From $x^2 - dy^2 = 1$ complete the square to get $(x - \sqrt{d} y)(x + \sqrt{d} y) = 1$, and as both side must be positive we deduce that $x \gt \sqrt{d} y$.

This leads to $x - \sqrt{d} y = \dfrac{1}{x + \sqrt{d} y}$.

Therefore $\dfrac{x}{y} - \sqrt{d} = \dfrac{1}{y(x + \sqrt{d} y)}$; note also that $\dfrac{x}{y} - \sqrt{d}$ will always be positive.

But as $x \gt \sqrt{d} y$ it follows that $\dfrac{x}{y} - \sqrt{d} \lt \dfrac{1}{y(\sqrt{d} y + \sqrt{d} y)} \lt \dfrac{\sqrt{d}}{y(\sqrt{d} y + \sqrt{d} y)}$.

However, $\dfrac{\sqrt{d}}{y(\sqrt{d} y + \sqrt{d} y)} = \dfrac{\sqrt{d}}{\sqrt{d} y(y + y)} = \dfrac{1}{y \times 2y} = \dfrac{1}{2y^2}$.

Hence $0 \lt \dfrac{x}{y} - \sqrt{d} \lt \dfrac{1}{2y^2}$, or $\sqrt{d} \lt \dfrac{x}{y} \lt \sqrt{d} + \dfrac{1}{2y^2}$.

It can be clearly seen that $\dfrac{x}{y}$ will always be greater than $\sqrt{d}$, but as $y$ increases the error, $\dfrac{1}{2y^2}$, decreases.

To complete the proof we must show that infinitely many increasing solutions in $x$ and $y$ can be found in order to approach the limit.

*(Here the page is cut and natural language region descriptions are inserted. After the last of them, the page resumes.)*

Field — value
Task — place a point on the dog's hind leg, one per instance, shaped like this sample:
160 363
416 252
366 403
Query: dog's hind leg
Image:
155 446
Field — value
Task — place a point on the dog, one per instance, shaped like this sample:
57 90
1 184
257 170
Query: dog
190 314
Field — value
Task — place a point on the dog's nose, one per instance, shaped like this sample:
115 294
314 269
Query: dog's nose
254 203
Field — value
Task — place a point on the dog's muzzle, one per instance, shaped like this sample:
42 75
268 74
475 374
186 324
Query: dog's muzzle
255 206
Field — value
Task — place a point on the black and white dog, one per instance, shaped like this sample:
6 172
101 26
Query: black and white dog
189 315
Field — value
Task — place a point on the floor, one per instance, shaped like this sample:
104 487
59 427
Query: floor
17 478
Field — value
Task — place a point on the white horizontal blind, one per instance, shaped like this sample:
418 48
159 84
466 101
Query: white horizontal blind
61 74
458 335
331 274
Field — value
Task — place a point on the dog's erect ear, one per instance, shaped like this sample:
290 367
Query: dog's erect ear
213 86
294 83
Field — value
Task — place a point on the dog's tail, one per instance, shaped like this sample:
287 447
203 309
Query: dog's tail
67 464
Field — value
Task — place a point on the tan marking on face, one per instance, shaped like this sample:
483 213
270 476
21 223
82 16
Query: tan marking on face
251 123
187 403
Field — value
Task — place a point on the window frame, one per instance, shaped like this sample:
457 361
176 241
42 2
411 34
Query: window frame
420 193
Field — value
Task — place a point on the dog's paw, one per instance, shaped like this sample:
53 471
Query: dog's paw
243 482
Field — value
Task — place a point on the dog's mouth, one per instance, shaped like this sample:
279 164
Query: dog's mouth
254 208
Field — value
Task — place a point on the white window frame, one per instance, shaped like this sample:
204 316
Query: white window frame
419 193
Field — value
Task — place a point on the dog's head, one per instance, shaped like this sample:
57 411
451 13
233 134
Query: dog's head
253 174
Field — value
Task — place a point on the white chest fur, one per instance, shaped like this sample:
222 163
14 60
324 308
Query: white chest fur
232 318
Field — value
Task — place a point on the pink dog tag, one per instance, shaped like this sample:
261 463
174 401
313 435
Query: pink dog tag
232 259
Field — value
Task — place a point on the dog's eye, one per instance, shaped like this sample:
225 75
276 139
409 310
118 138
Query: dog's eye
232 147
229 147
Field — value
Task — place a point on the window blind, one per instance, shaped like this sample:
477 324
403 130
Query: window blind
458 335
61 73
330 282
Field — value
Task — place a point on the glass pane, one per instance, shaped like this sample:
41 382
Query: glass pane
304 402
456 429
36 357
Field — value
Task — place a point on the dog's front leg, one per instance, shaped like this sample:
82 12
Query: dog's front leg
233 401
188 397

Consider the mapping $(x,y) \rightarrow (x^2 + dy^2,2xy)$:

$$\begin{align}(x^2 + dy^2)^2 - d(2xy)^2 &= x^4 + 2dx^2 y^2 + d^2 y^4 - 4dx^2 y^2\\&= x^4 - 2dx^2 y^2 + d^2 y^4\\&= (x^2 - dy^2)^2\\&= 1\end{align}$$

That is, if $(x,y)$ is a solution to $x^2 - dy^2 = 1$ then $(x^2 + dy^2,2xy)$ is also a solution, and as $2xy \gt y$ we prove that infinitely many solution exist which converge to the limit $\sqrt{d}$.